Chapter 9 (2/2)
Just like skin after an acid splash, the land looked decayed and rotting. The vast expanse of rock and soil were charred black, with large cracks shot crookedly all over the earth. the vegetation on the ground had long been putrefied, the remaining trunks twisted as though they had been demonized into the claws of the devil. Further on, they could see collapsed walls, razed homes, and the Cecil Clan’s castle cloaked in smoke.
Giant-like aberrations roamed the devastated soil.
The fields and crops had long since been buried indistinguishably in the waves of monsters that ravaged their land.
“The clan’s territory…” Rebecca knelt on the hill, gritting her teeth with a death-like force. Her eyes were rimmed with red, and tears from fury or sorrow circled in them. She had just become the head of the clan, but had lost seemingly everything before she could even get used to being its leader.
“This is how the land looks like after it has been ruined by monsters,” Gawain sighed. “The Gondor Empire back then was devastated like this within and without.
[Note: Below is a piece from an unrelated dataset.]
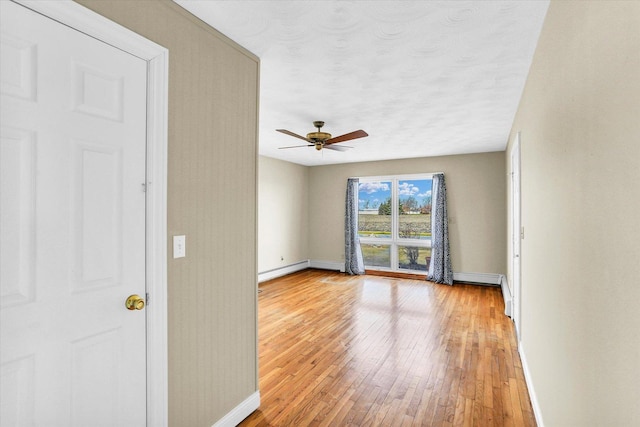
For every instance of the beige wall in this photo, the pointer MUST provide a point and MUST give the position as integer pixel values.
(284, 215)
(476, 201)
(580, 123)
(213, 90)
I’d predicted that the decay would have remained in the wasteland of the old empire—instead, new decay appeared in the realm of civilization again.”
Amber broke out in cold sweat. “By the God of Shadows… we’ve been surrounded by those things?”
Herti pondered the clan’s chances of recovery. “Can it still be saved?”
“No.” Gawain shook his head. “You didn’t block the advance of the monsters. They have already formed group resonance, and the elemental contamination caused by the demonic tide is irreversible. Even if all of the aberrations are destroyed, the pollution entrenched in the land will remain for quite a long while.”
“How long will it last?” Herti seemed to refuse to lose hope.
“Has civilization returned to the Gondor Empire?” Gawain asked a seemingly unrelated question.
“… It is still devoid of life. No one dares to tread on the land on the other side of the great barrier.”
Gawain shrugged. “Then it looks like the decay of the Cecil territory would continue for at least seven hundred years as well.”
Rebecca and Herti stared at this ancestor, a little stunned. they could not understand how this great figure, the pioneer of the Cecil Clan, could be so composed in the face of monsters destroying the last of the family’s land—he was neither furious nor sorrowful, as though he was watching something that had nothing to do with him. This attitude scared them a little.
However, Gawain quickly noticed the gazes of the pair and volunteered, “What’s the matter?”
“Lord Ancestor, are you not… angry?” Rebecca asked timidly. “This is the last of the Cecil Clan’s land…”
Gawain was stunned. He realized instantly that he was not fully immersed in the role he was supposed to play, and had tripped up. He hastily put on a straight face and conjured all of this acting skills and said, “Dwelling on such things is of no use. Gawain Cecil is a pioneer, and every inch of family land and wealth was built from scratch by me. If the land is gone, it’s gone. At worst, we can always find new land to settle on. What’s the use of brooding over this?”
Herti and Rebecca nodded hurriedly. As they did so, their hearts filled with admiration for their ancestor. He was as legendary as they said, and his worldview and breadth of mind was indeed different—for he did not know that all the available land had already been split between all the current aristocrats, and the unclaimed lands were the ones that were devoid of life and forbidden areas, so where was this ancestor going to claim land from…
“There’s nothing else to see here. The next thing we have to do is plan our itinerary. The first thing to do now is to find a town and convene with the people who broke out.” Taking advantage of the influence he had as their supposed ancestor, Gawain changed the subject swiftly. “I remember a Knight Philip breaking out with a group of people. Do you have an agreed upon meeting place?”
Rebecca answered quickly, “We planned to meet at Tanzan Town up north. If Tanzan was also attacked by the monsters, they would continue north along King’s Road.”
Gawain nodded and was about to set off when a strange feeling made him stop in his steps.
After a moment of pause, he and Knight Byron shouted out almost at the same time, “Duck! Hide!”
Even though they did not know why, Rebecca and Herti still fled with Knight Byron to the protection under a large rock nearby. Amber had already vanished into some cranny of darkness the moment Gawain opened his mouth. Gawain himself took cover behind Rebecca. However, he noticed that the lost little maid Betty was still grasping onto her saucepan with a blank expression, and darted out to pull her back—almost in the next instant, a sense of oppression seemed to descend from the sky upon them.
In the rising brilliance of the “great sun”, an elegant and enormous creature sailed across the sky slowly.
It was a gigantic dragon that spanned over ten meters.
In her panic, Herti subconsciously cast a third-level spell of “position distortion”, hiding everyone’s figures, though she was not at all sure that this shallow spell could fool the eyes of such a legendary creature.
However, the humongous dragon did not notice the people on the ground—or maybe just disdained to notice them. He, or she, only flapped their wings languidly, sweeping across the sky with grace and majesty, its eyes reflecting the Cecil territory that had been ruined by the Dark Wave.
Then, with a mouth full of salted soda… er, it spat fire onto the land.